Торгни был доволен Лабаном. Уморительная рожица с выражением мировой скорби во взоре, не покидавшим Лабана даже в самых смешных и нелепых обстоятельствах, как нельзя лучше подходила для кино. Это был настоящий обезьяний Бестер Китон, только несравненно темпераментнее знаменитого американского киноартиста. Лабан умел злиться так, что от него только искры летели — например, когда мы сажали его на обрубленную внизу лиану и ему приходилось лезть до самого верха, чтобы потом спуститься по дереву. Подобно всем нам, Лабан был не лишен слабостей и недостатков, среди которых не последнее место занимала лень.
— Послушай, Лабан, ведь ты обезьяна, — говорили мы, — а обезьяны всегда лазают по деревьям.
— Потому что они вынуждены! — отвечал Лабан сердито (во всяком случае, так мы его понимали). — А мне что делать на дереве? Листья и плоды мне ни к чему, я и так уже наелся каши до того, что живот чуть не лопается!
— Именно поэтому тебе полезно немного поразмяться. Ты должен двигаться, лазить… — настаивали мы.
— А вы будете сидеть и зубоскалить? Попробовали бы сами залезть по лиане за завтраком, так узнали бы, что это вовсе не так уж весело! Если говорить начистоту, то вы просто садисты!.. Впрочем, — продолжал Лабан, нехотя приступая к утомительному подъему по раскачивающейся лиане, — и я тоже могу досадить вам, если уж на то пошло!
После чего он взбирался на ветку над головой у кого-нибудь из членов экспедиции и обливал его — вы понимаете, конечно, что я имею в виду! — с удивительной меткостью.
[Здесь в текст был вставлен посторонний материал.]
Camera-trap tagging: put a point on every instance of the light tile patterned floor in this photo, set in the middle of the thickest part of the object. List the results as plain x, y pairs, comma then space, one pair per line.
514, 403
Из сказанного вовсе не следует, что мы пребывали в постоянной ссоре с Лабаном. Можно поспорить иной раз, поругаться и оставаться, тем не менее, друзьями. Правда, Лабан был еще мал и зелен, и его следовало держать немножко в строгости. Если он, например, не соображал сам, что свежие зеленые листья для его желудка полезнее, чем бумажные листки моего дневника, то приходилось, естественно, втолковывать ему это.
(Кстати, я в жизни не видал более всеядного, чем Лабан! Он разделял все наши трапезы, после чего охотно принимался за пиретрум, динамит, магнитофонную ленту и так далее.)
Мы получили немало трогательных доказательств ответной привязанности со стороны Лабана. При всем своем отвращении к воде, он отважно плыл к нам, когда мы купались. Больше всего Лабан любил сидеть на чьем-нибудь плече. Это было не всегда приятно, особенно если он для верности цеплялся хвостом за вашу шею, а градусник в это время показывал тридцать пять — сорок в тени. В таких случаях Лабана ссаживали на землю. Он громко возмущался и пытался влезть обратно, но прекращал попытки, как только на него прикрикивали. Однако стоило Лабану заметить, что ваше внимание чем-то отвлечено, как он тихохонько, крадучись, стараясь сделаться возможно легче, начинал взбираться опять на плечо. Он был готов повторять свою хитрость снова и снова. Известно, что сердце — не камень; в конце концов Лабан оставался сидеть на излюбленном месте.